[DV_listserv] Recent Case

Domestic Violence issues dv_listserv at listsmart.osl.state.or.us
Thu Apr 5 10:35:50 PDT 2012


Prosecutors: The recent holding in Everett re: Defendant's right to cross-examine and court's broad discretion to determine what constitutes adequate cross-examination could be helpful in DV cases with recalcitrant victim-witnesses (i.e., we've all had the experience of the "cooperative" victim/witness who may testify minimally (but effectively) on direct and then respond on cross-examination w/ "I don't know, or I don't remember, or "I don't want to answer that question").

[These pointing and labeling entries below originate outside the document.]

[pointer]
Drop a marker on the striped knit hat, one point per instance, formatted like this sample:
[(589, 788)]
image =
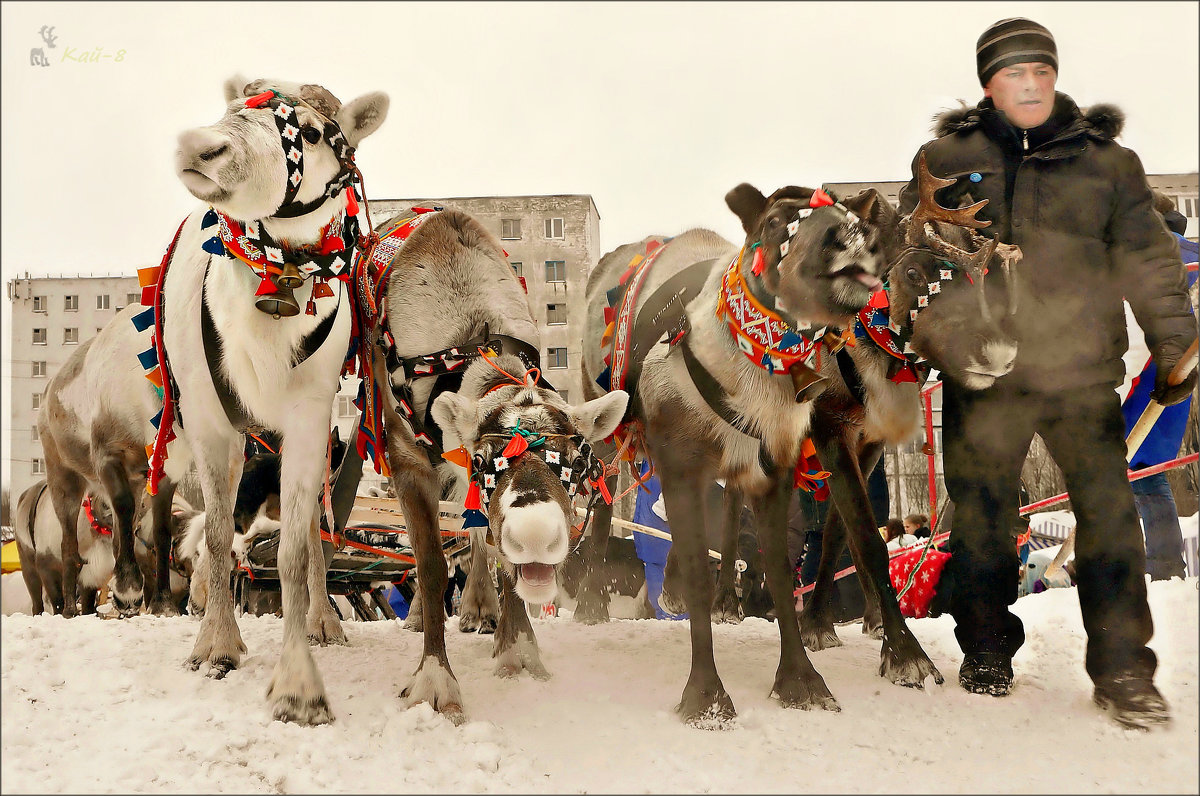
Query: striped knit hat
[(1013, 41)]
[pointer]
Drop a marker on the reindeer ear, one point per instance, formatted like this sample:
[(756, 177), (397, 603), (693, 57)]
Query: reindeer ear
[(360, 118), (456, 414), (747, 202), (234, 88), (600, 417), (873, 207)]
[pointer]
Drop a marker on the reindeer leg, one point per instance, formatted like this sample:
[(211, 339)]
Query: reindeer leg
[(705, 704), (162, 604), (66, 492), (417, 485), (515, 646), (127, 590), (816, 618), (31, 576), (219, 642), (726, 605), (297, 692), (592, 598), (903, 659), (797, 683), (323, 624), (480, 608)]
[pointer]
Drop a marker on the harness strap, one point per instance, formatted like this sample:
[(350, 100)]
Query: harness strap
[(663, 316), (850, 375), (233, 408)]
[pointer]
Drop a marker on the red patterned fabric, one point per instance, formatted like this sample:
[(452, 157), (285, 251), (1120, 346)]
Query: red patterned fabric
[(915, 600)]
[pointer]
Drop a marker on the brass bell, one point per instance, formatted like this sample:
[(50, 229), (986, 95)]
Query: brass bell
[(807, 382), (280, 304)]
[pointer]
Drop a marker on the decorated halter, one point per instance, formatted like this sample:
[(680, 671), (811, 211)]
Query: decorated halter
[(766, 339), (255, 246)]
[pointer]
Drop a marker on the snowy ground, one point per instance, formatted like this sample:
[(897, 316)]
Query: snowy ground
[(105, 706)]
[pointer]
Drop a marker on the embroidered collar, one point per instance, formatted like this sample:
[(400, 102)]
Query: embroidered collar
[(255, 246), (96, 525), (762, 335)]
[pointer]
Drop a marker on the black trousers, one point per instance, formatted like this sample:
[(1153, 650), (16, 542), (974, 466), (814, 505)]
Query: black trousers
[(985, 440)]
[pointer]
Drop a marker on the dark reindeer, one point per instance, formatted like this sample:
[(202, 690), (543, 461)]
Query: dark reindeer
[(450, 295), (711, 402)]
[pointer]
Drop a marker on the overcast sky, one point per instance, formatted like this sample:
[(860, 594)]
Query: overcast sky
[(655, 109)]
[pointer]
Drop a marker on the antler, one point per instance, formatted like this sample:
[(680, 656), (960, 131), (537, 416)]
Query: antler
[(928, 209)]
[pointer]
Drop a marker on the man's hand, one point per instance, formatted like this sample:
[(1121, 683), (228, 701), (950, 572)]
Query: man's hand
[(1168, 394)]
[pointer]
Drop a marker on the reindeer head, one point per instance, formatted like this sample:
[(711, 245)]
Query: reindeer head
[(249, 165), (936, 288), (819, 258), (531, 453)]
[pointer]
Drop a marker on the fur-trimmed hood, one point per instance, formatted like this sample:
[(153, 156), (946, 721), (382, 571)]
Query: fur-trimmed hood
[(1103, 120)]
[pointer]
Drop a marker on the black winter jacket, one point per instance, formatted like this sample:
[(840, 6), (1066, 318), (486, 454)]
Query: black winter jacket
[(1081, 211)]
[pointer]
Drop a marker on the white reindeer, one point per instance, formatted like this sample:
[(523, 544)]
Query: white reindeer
[(246, 167)]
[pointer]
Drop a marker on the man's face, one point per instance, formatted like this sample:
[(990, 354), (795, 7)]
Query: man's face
[(1024, 93)]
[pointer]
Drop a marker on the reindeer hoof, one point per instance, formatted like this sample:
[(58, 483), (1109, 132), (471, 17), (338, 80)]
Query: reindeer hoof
[(309, 712), (707, 710), (163, 606), (795, 692)]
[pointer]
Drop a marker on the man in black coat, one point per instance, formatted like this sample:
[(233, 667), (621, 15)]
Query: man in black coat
[(1079, 207)]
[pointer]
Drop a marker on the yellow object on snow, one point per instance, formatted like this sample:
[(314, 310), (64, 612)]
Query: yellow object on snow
[(10, 560)]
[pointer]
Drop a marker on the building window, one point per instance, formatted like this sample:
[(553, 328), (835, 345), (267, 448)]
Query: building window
[(556, 313)]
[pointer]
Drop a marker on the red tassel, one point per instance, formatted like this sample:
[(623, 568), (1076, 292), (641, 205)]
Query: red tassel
[(265, 287), (517, 446), (759, 262), (820, 199), (472, 501)]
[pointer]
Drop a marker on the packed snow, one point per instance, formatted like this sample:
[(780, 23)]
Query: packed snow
[(94, 705)]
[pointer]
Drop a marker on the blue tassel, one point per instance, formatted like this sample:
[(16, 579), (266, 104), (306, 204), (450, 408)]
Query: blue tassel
[(474, 519), (149, 358), (144, 319), (790, 339)]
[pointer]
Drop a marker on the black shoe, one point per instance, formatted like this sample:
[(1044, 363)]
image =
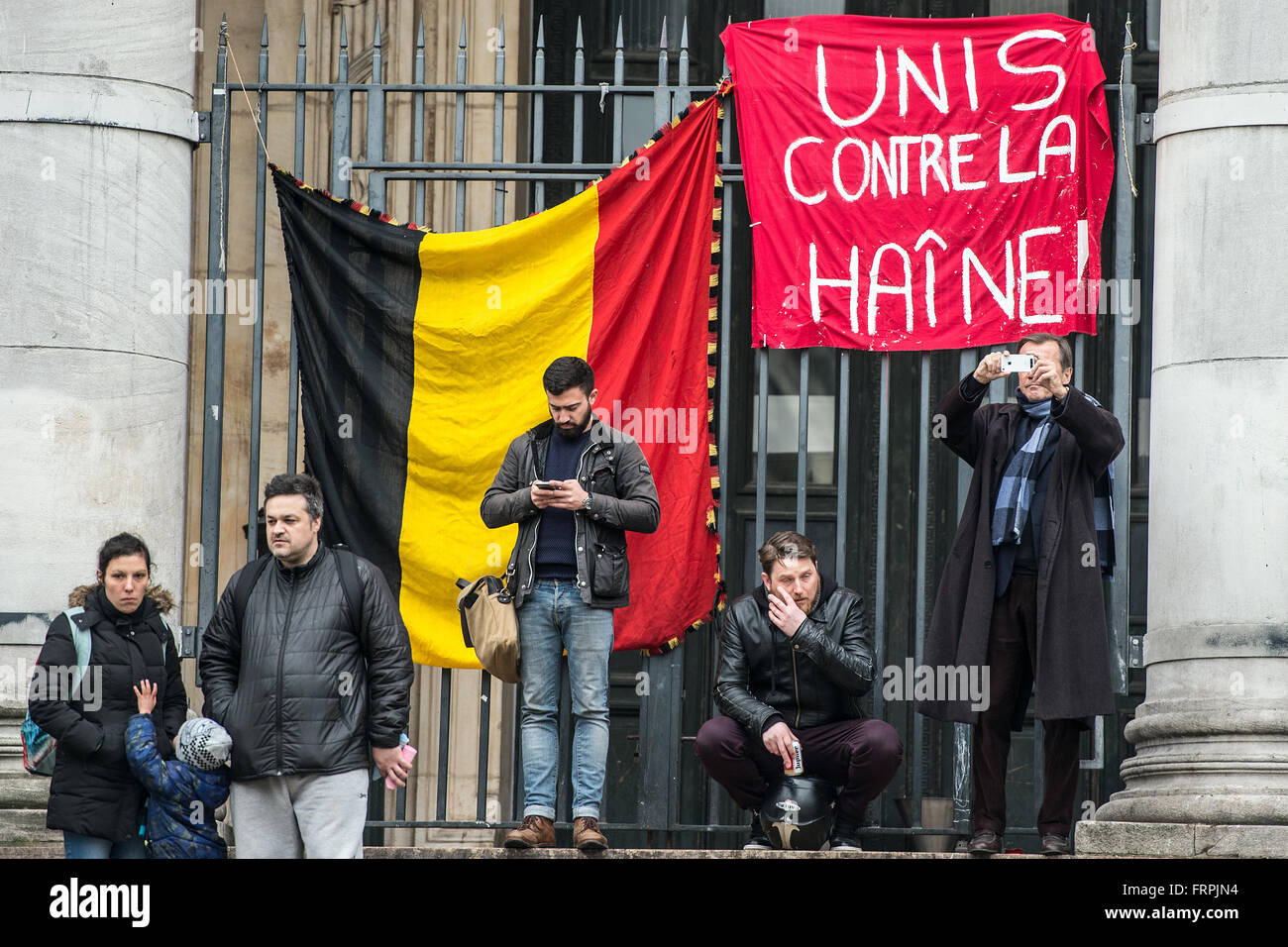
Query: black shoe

INMATE PROPERLY CONVICTED OF SOLICITATION TO COMMIT AGGRAVATED MURDER FOR
ATTEMPTING TO PERSUADE ANOTHER INMATE TO PASS INFORMATION TO BIKER GANG;
TRIAL COURT PROPERLY REFUSED TO STRIKE WITNESS'S TESTIMONY ON DIRECT WHEN HE
INVOKED FIFTH ON CROSS-EXAMINATION
State v. Everett, __ Or App __, __ P3d __ (March 28, 2012) (Clackamas) (AAG Doug
Zier). Defendant attempted to run over Deputy Moss. Then, while in jail awaiting trial, he
attempted to solicit Piatt, who was an enforcer for "the Outsiders" (an outlaw motorcycle gang)
to murder Moss. But Piatt informed the police and testified before the grand jury, which indicted
defendant for solicitation to commit aggravated murder of Moss, listing Piatt as a witness. While
awaiting trial on this new solicitation charge, defendant met Van Alstine and solicited him to
deliver incriminating evidence to the Outsiders motorcycle gang showing that Piatt was a police
informer; defendant told Van Alstine that the Outsiders would "take care of" Piatt so he would
not appear in court. But Van Alstine also was an informer, and defendant was charged with
solicitation to commit aggravated murder of Piatt, too. At trial, Piatt testified at trial, admitted he
had engaged in illegal activities as "enforcer," but when he was asked a question on cross examination
whether he had ever killed anyone, he invoked the Fifth and refused to answer.
Defendant moved to strike Piatt's testimony or for a mistrial, but the trial court denied those
motions. Defendant was convicted of those charges.
Held: Affirmed (Nakamoto, J.). [1] The trial court correctly denied defendant's motion
for a judgment of acquittal on the charge that he solicited Van Alstine to murder Piatt. Although
defendant intended that Van Alstine to be only a messenger to the Outsiders rather than the
killer, if Val Alstine had provided the information he knowingly would have been an accomplice.
"As a matter of law, a person commits the crime of solicitation when that person solicits an
intermediary to procure a third party to commit the intended crime so long as the intermediary is
aware of that intended crime." [2] "Trial courts have broad discretion to control the presentation
of evidence, including the discretion to strike the testimony of a witness who refuses to answer
questions on cross-examination or to impose a less onerous sanction when appropriate. Our
review of the trial court's denial of a mistrial is also for abuse of discretion because the trial court
is in the best position to assess and to rectify the potential prejudice to the defendant."
[3] "When a witness refuses to answer questions on cross-examination that are necessary to test
the witness's direct testimony, the trial court has discretion to strike the witness's testimony
because it undermines the trier of fact's ability to rely on the witness's direct testimony.
Whether the court should strike the witness's testimony depends on whether the question directly
relates to the subject matter of the witness's direct examination or relates to a collateral matter."
[4] "Given the attenuated relevance of the proposed question and possible answer and
defendant's otherwise unfettered ability to cross-examine Piatt, the trial court's exclusion of the
question did not require it to strike all of Piatt's testimony." [5] Defendant was not entitled under
Crawford v. Washington to have Piatt's testimony stricken based on his refusal to answer the
question: "Piatt's trial testimony was not an out-of-court statement, so Crawford does not apply
to it [and] Piatt was available for cross-examination and was, in fact, cross-examined about his
direct testimony."
http://courts.oregon.gov/Publications/A140675.pdf


REMEMBER ALSO:

(Uncooperative victim/witness) The case that I always cite is State v. Sullivan, 217 Or App 208 (2007) (fact that cross-examination was not effective does not mean that defendant lacked that opportunity; victim's lack of memory did not mean that defendant was denied opportunity for cross-examination).  There's also (slightly more recently) State v. Bumgarner, 219 Or App 617 (2008) (holding the same thing).